Fig. 1.

Allele-specific expression in preimplantation embryos. RTPCR was used to analyse allele-specific expression of genes within the Kcnq1 domain in C57BL/6J (B6)×Mus spretus-distal chromosome 7 (SD7) two-cell and blastocyst stage embryos. Maternal (M) and paternal (P) alleles were distinguished using RFLP or deletion/insertion polymorphisms described in the Materials and methods. For each gene, a representative sample is shown with its corresponding reverse-transcriptase negative control. (A) A schematic of the Kcnq1 domain, with the non-coding RNA Kcnq1ot1 labelled in black, ubiquitously imprinted genes labelled in green and placental-specific imprinted genes labelled in purple. DMRs are marked by black circles. (B) Kcnq1ot1 exhibits monoallelic paternal expression at the two-cell stage. (C) Kcnq1ot1 and Kcnq1 are paternally and maternally expressed, respectively; however, placental specific imprinted genes Tssc4 and Cd81 are biallelically expressed at the blastocyst stage. (D) Table showing the tissue specific imprinting of genes in the locus.

Fig. 2.

Allele-specific expression in ES and TS cells. RT-PCR was used to analyse the allele-specific expression of genes within the Kcnq1 domain in undifferentiated C57BL/6J (B6)×M.m. castaneus (Ca) ES and TS cells. Maternal (M) and paternal (P) alleles were distinguished using RFLP or deletion/insertion polymorphisms described in the Materials and methods.

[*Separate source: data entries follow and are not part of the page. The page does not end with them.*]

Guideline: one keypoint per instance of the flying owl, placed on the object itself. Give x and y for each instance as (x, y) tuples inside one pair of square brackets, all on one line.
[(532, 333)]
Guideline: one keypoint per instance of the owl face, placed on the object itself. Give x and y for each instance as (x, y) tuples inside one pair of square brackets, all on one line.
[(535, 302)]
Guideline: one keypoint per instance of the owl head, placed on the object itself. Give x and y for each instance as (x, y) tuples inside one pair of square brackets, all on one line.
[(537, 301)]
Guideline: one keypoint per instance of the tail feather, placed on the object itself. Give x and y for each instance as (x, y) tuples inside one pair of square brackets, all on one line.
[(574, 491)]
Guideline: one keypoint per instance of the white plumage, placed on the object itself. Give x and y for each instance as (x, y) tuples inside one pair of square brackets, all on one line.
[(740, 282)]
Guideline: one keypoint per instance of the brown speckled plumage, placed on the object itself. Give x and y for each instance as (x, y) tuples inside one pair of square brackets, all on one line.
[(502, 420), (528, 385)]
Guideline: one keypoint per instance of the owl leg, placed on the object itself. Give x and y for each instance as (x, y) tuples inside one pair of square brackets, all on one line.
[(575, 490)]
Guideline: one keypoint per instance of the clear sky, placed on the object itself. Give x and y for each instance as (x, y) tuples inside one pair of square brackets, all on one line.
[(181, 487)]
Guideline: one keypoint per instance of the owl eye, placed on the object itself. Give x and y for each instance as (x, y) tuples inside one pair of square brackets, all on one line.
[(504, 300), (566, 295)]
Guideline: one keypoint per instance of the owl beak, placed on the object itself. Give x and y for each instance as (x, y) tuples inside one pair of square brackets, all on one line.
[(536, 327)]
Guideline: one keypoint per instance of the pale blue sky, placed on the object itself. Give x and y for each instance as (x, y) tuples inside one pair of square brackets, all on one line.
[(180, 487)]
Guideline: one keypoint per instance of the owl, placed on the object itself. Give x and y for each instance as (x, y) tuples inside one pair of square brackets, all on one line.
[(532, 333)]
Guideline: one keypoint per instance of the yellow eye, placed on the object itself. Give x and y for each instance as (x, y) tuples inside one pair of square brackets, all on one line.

The non-coding RNA Kcnq1ot1 is labelled in black, ubiquitously imprinted genes are labelled in green and placental specific imprinted genes are labelled in purple. For each gene, a representative sample is shown with its corresponding reverse transcriptase-negative control. Phlda2, Cdkn1c and Kcnq1ot1 exhibit monoallelic expression, and Tssc4 and Osbpl5 show biallelic expression in both cell types. Cd81 shows expression from both alleles although there is a bias towards the maternal allele. We corrected for primer bias by densitometry and normalisation to a mix of 50% B6 cDNA and 50% Cast cDNA. The parental ratio of Cd81 in ES cells is 1:1, whereas TS cells show a ratio of 3.5:1.

Fig. 3.

Histone modifications in ES cells, TS cells and E7.5 EPC. (A) ChIP analysis of the previously mentioned ES and TS cell lines was carried out to analyse allele-specific histone modifications with antibodies against H3Ac, H3K4me2, H3K9me2 and H3K27me3. The modifications associated with active chromatin regions are marked in green (light green for ES, dark green for TS cells), while those associated with repressive chromatin are marked in red (light red for ES, dark red for TS cells). The parental alleles are distinguished by SNPs which are separated on SSCP gels. The non-coding RNA Kcnq1ot1 is labelled in black, ubiquitously imprinted genes are labelled in green and placental specific imprinted genes are labelled in purple. Phlda2, Cdkn1c and Kcnq1ot1 show an allelic bias in histone modifications (marked by arrows) and Osbpl5, Tssc4, Cd81 and Ascl2 show no bias in both cell types. Each panel is a representative example of the ChIP, beside it is a graphical representation of the ratio of the bound maternal allele to the bound paternal allele (normalised according to the input) shown for the active modifications and the ratio of paternal over maternal for repressive modification, except for Kcnq1ot1 where the ratios are reversed. (B) RT-PCR was used to analyse allele specific expression of Tssc4 in C57BL/6J (B6)×M. spretus-distal chromosome 7 (SD7) E7.5 embryos and EPCs. Maternal (M) and paternal (P) alleles were distinguished using an RFLP polymorphism described in the Materials and methods. Embryos show biallelic expression while EPCs show maternal expression. Carrier ChIP analysis was used to analyse the histone modification H3K4me2 at Tssc4 in C57BL/6J (B6) × SD7 (SD7) E7.5 EPC. The parental alleles are distinguished by a SNP which is separated on an SSCP gel. There is a clear bias in the distribution of K4me2 with the majority associated with the active maternal allele.